Dear all,

I’m never sure whether this is appropriate/not on this list, but taking the 
risk I have some new articles out which might be of interest: some reflections 
on Trump, climate and energy transition; a follow-up piece on Syria and climate 
change; and a piece on energy demand policies. Abstracts and links below.

Best wishes
Jan



‘The Trump presidency, climate change, and the prospect of a disorderly energy 
transition’, Review of International Studies
This article reflects on the implications of the Trump presidency for global 
anthropogenic climate change and efforts to address it. Existing commentary, 
predicated on liberal institutionalist reasoning, has argued that neither 
Trump’s promised rollback of domestic climate-related funding and regulations, 
nor withdrawal from the Paris framework, will be as impactful as often feared. 
While broadly concurring, I nonetheless also in this article take a wider view, 
to argue that the Trump administration is likely to exacerbate several existing 
patterns and trends. I discuss four in particular: the general inadequacy of 
global greenhouse gas emissions reduction targets and implementation efforts; 
the inadequacy of contemporary climate financing; the embrace between populist 
conservatism and opposition to action on climate change; and not least, the 
current global oil and gas boom which, crucially, is being led by the US. I 
submit that these patterns and trends, and the Trump administration’s likely 
contributions to them, do not augur well for climate change mitigation, let 
alone for an orderly transition to a low-carbon global economy. Given current 
directions of travel, I suggest, this coming transition is likely to be deeply 
conflict-laden – probably violently so – and to have consequences that will 
reverberate right across mid-twentieth-century international order.

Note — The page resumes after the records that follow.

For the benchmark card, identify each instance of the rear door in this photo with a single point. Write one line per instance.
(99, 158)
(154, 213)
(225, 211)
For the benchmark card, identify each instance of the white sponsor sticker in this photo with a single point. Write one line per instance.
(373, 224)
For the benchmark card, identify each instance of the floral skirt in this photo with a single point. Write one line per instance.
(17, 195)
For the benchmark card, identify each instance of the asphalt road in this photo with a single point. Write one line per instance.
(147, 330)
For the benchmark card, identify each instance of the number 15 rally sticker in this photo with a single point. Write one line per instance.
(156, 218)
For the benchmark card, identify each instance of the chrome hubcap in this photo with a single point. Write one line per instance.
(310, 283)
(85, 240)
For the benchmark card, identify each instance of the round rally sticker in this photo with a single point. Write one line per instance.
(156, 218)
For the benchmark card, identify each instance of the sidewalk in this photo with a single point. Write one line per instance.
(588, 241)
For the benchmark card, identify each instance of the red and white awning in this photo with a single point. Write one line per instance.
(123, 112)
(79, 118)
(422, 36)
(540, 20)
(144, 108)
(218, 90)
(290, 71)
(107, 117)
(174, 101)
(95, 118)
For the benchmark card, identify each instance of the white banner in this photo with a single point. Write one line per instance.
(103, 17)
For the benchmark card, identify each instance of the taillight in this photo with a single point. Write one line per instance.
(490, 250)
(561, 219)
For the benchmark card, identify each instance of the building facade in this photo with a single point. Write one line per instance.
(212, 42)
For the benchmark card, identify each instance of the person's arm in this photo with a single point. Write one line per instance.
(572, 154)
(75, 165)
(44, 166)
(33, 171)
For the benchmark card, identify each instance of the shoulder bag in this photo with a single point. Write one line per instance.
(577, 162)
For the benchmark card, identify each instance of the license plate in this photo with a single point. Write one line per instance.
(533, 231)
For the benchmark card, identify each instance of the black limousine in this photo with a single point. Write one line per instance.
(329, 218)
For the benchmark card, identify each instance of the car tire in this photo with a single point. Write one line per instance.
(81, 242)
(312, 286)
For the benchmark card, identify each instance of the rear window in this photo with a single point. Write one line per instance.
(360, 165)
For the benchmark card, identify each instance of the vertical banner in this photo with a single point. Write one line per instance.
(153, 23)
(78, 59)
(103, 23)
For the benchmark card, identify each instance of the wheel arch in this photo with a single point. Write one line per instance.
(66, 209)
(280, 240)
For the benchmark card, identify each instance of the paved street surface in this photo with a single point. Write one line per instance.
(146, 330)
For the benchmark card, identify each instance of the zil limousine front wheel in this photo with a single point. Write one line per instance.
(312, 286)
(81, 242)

https://www.cambridge.org/core/journals/review-of-international-studies/article/trump-presidency-climate-change-and-the-prospect-of-a-disorderly-energy-transition/25455686A9E1853569592D9DDB307E21


‘Climate change and the Syrian civil war, part II: the Jazira’s agrarian 
crisis’, Geoforum
This article is the second in a series on the alleged links between climate 
change, drought and the onset of Syria’s civil war. In a previous article it 
was argued that there is little merit to the Syria-climate conflict thesis, 
including no clear evidence that drought-related migration contributed to civil 
war onset. Building on this earlier work, the present article investigates an 
issue which was not fully analysed in the previous one: the nature and causes 
of the pre-civil war agrarian crisis in Syria’s northeast Jazira region, and 
especially in the governorate of Hasakah. This crisis is usually represented as 
rooted essentially in a severe multi-year drought which, it is claimed, led to 
multiple crop failures and in turn large-scale migration. Here it is argued, by 
contrast, that the central causes of Hasakah’s agrarian crisis were long-term 
and structural, involving three main factors: extreme water resource 
degradation; deepening rural poverty; and underpinning these, specific features 
of Syria’s and Hasakah’s politics and political economy. The article contends, 
most notably, that the exceptional severity of Hasakah’s crisis was a function 
of the nationwide collapse of Syria’s agrarian and rentier model of 
state-building and development, combined with Hasakah’s distinctive political 
geography as an ethnically contested borderland and frontier zone. I thus 
conclude that rather than supporting narratives of environmental 
scarcity-induced conflict, the Syrian case actually confirms the opposite: 
namely, political ecologists’ insistence on the centrality of the political, 
and of conflict, in causing environmental scarcities and insecurities.
https://www.sciencedirect.com/science/article/pii/S0016718518301829
'Invisible energy policies: A new agenda for energy demand reduction', Energy 
Policy (with Sarah Royston and Elizabeth Shove)

This article makes the case for a new and ambitious research and governance 
agenda for energy demand reduction. It argues that existing ‘demand-side’ 
approaches focused on promoting technological efficiency and informed 
individual consumption are unlikely to be adequate to achieving future carbon 
emissions reduction goals; it points out that very little attention has so far 
been paid to the impacts of non-energy policies on energy demand; and it 
submits that a much fuller integration of energy demand questions into policy 
is required. It advances a general framework, supported by illustrative 
examples, for understanding the impacts of ‘non-energy’ policies on energy 
demand. It reflects on why these connections have been so little explored and 
addressed within energy research and policy. And it argues that, for all their 
current ‘invisibility’, there is nonetheless scope for increasing the 
visibility of, and in effect ‘mainstreaming’, energy demand reduction 
objectives within other policy areas. Researchers and policymakers, we contend, 
need to develop better understandings of how energy demand might be made 
governable, and how non-energy policies might be revised, alone and in 
combination, to help steer long-term changes in energy demand.